In those first hours that first night, the bleary-eyed journalists gathered on the back stoop of a campus house that served as a temporary home for the five men in the group. They wore traditional longyis (sarongs) while smoking cigarettes and sipping American beer.
A few of the Burmese had been to New York, a few had studied in Thailand. None had ever traveled so far north or so deep into rural America. Montana, with a reputation for honest folk and open government, served as opportune host for inaugural lessons in democracy and free speech.
"It was a rare opportunity to train Burmese journalists right here in Missoula, at a time when there was virtually total censorship and press surveillance by the Burmese government," says UM journalism professor Clem Work, one of my two co-trainers during the program. "Missoula may not be perfect, but it's close to perfect in terms of openness and accessibility by journalists to government and nongovernment processes. We were able to expose the visiting journalists to a wide cross section of government and nongovernment actors and to help them internalize what they saw and experienced."
Each participant had a mentor at the local daily, the Missoulian, and accompanied those reporters on stories. For 21 days, the participants blogged and posted their experiences on Facebook – pictures of markets and mountains, flowers and snow, grizzly statues and live bison. They wrote about a rodeo, a gun show, a tipi camp and powwow on the Blackfeet Reservation. The group rented bikes and cycled to interviews. They found former U.S. Rep. Pat Williams chatting over coffee in a local café. They met U.S. Sen. Jon Tester, Lt. Gov. John Bohlinger, City Attorney Jim Nugent and Mayor John Engen (himself a UM J-School graduate).

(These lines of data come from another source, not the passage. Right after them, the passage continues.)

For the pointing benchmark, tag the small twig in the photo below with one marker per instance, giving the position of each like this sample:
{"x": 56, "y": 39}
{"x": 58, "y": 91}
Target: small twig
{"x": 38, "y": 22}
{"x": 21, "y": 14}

"Our idea in sending journalists to the States was to get exposure and get experience of how American journalists are working under freedom of the press," says Htin Aung Kyaw, a Burmese official at the U.S. Embassy in Yangon. "Those journalists gained that experience."
The participants learned the distinctions between city, county, state, federal and tribal governments. "I can't write directly a story about that, but I always use this experience in my work," a participant named Kyaw wrote recently in an e-mail. Background knowledge of U.S. government structure informs his reporting on politics and government at home, he says. "So it is valuable experience for me."
Missoula District Court Judge Dusty Deschamps invited the group to a private chat in which he explained his duty as a jurist: He decides the law, the jury determines the facts. "Actually, my role is pretty easy," he told the visiting journalists. "From a judge's perspective, jury trials are kind of boring... Most of the time I don't see a journalist in the courtroom because it isn't interesting."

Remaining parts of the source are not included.